Enhancing Transparency and Integrity as one of the Principles of Corporate Governance in the Kuwaiti Stock Market: A Study on Derivative Contracts
Dr. Alaa Eltamemey Abdou
Associate Professor of Commercial Law Faculty of Law – Mansoura University – Egypt and the University of Tabuk – Saudi Arabia
Abstract:
We should all recognize that the transformation of the economy depends on workers’ intensity and commitment to a knowledge-based economy. This is reflected in their impact on governments and the banks’ financing methods, which have been adhering to their traditional ways for a long period. They have not engaged in a wave of tremendous development in the field of information technology, which has created new worlds of opportunities for financial transactions. These are not just a breakthrough in the performance of financial markets, but they are a massive revolution in the methods and formulas to deal with, and the quality of the tools that are used in, these markets.

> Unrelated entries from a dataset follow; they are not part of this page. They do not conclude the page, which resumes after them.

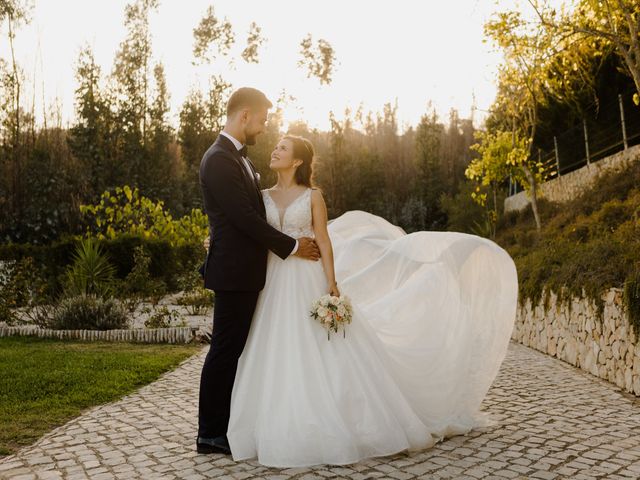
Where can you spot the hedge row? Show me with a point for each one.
(168, 263)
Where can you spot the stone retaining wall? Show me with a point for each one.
(571, 185)
(606, 349)
(155, 335)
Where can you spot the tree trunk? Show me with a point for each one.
(534, 195)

Recently, discussion has increased regarding financial risk management, especially in the field of banking transactions. There is a need to promote the principles of disclosure and transparency, since services liberalization policies have increased the risk of unexpected animated investment ratios across countries. The rapid fluctuations in interest and exchange rates and fluctuations in market prices for stocks jeopardize many of the developmental gains that have been made or were expected to be realized. This will lead to the bankruptcy of many businesses unless there are legal and legitimate frameworks to address these risks. Many financial institutions have taken the initiative to create new financial instruments to address these risks, known as derivatives. Strangely enough, these derivatives can themselves be a source of risk, due to speculators.
The growth of this phenomenon has been assisted by a number of factors, the most important of which is the mobility of capital between different markets of the various countries. This has been facilitated at some points in time by global trade liberalization agreements and at other times by the enormous progress of communications and information systems. In addition to that, intense competition between financial markets has caused innovation in different shapes and financial systems to attract investors, by enabling these systems and the distribution of risk transfer, thereby enabling owners to engage in tools based on speculation.

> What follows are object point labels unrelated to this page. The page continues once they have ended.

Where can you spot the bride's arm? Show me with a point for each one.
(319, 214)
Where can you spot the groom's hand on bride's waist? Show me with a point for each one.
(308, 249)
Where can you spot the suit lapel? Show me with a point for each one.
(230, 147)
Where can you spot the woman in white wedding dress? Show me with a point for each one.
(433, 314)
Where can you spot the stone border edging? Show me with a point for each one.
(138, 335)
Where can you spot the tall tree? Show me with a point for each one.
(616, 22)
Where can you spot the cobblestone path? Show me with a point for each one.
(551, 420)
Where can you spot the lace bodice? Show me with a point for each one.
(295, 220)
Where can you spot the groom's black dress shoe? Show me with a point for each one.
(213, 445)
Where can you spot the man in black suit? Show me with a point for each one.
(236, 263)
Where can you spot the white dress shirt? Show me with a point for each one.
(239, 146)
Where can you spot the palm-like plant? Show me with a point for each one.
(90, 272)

Both the International Monetary Fund and the World Bank for Reconstruction and Development have been keen to impose ideologies to reformulate economic decision-making, in order to penetrate the financial markets of developing countries. Those entities have promoted the imposition of economic liberalization policies, the liberalization of interest rates and exchange rates, the elimination of tariff barriers and restrictions, removing many forms of protectionism under the pretext of increasing financial cooperation and commercial exchanges.

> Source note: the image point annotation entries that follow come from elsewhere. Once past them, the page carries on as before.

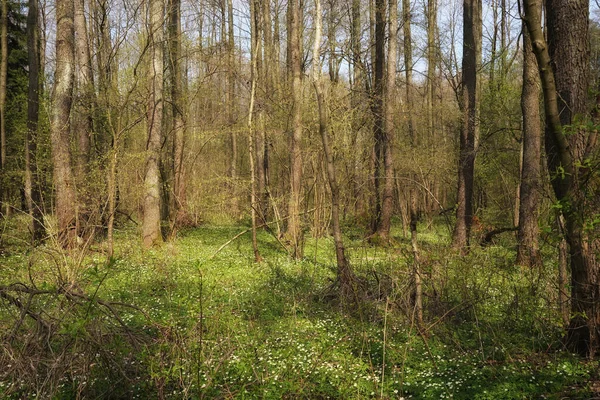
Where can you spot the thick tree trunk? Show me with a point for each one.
(294, 227)
(32, 188)
(387, 196)
(151, 232)
(470, 124)
(527, 237)
(178, 109)
(563, 64)
(66, 210)
(4, 206)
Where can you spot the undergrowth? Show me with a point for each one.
(185, 321)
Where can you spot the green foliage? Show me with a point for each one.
(217, 325)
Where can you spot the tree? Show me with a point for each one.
(377, 109)
(527, 236)
(345, 275)
(177, 105)
(3, 81)
(294, 228)
(472, 30)
(62, 98)
(32, 187)
(414, 215)
(151, 232)
(571, 146)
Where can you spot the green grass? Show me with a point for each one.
(218, 325)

Although many financial innovations have emerged in recent times, which have been able to meet the needs of many financial institutions in the face of financial risks and control those risks, nevertheless, the developments in financial markets in recent times have revealed the limitations of these tools in the face of new risks. These new risks have caused the decline of profitability and deterioration of the quality of financial products. This calls for new tools to cope with the new risks. Despite that, many feel that some tools that have been developed amount to ‘gambling’.
It is noticeable that the Islamic financial institutions do not have the means and tools to manage risks. The fact that these institutions tend to avoid the risks associated with new tools of financial management, on the basis that they contain the suspicion of illegal activities, significantly reduces their recourse to these new tools. So, the Islamic financial institutions base their management on the known systems and tools, such as speculation and leasing.
In the Kuwaiti context, we can observe that institutions are encountering these risks in the absence of clear legislation to deal with the risks, especially at the level of disclosure and transparency about the size and nature of these transactions, which cannot be underestimated, especially in light of the economic liberalization policies, which dominate the world at the moment.
This research seeks to address this problem in light of the current laws and regulations of Kuwait, particularly Law No. 7 of 2010 on the establishment of a body to govern the Capital Markets Authority, as amended by Law No. 22 of 2015. The article also examines Decree Law No. 25 of 2012 on the new Commercial Companies Law, which saw adjustments in some of its provisions under law No. 97 of 2013, and Decree No. 72 of 2015 on the issuance of the Executive Regulations of the Capital Markets Authority.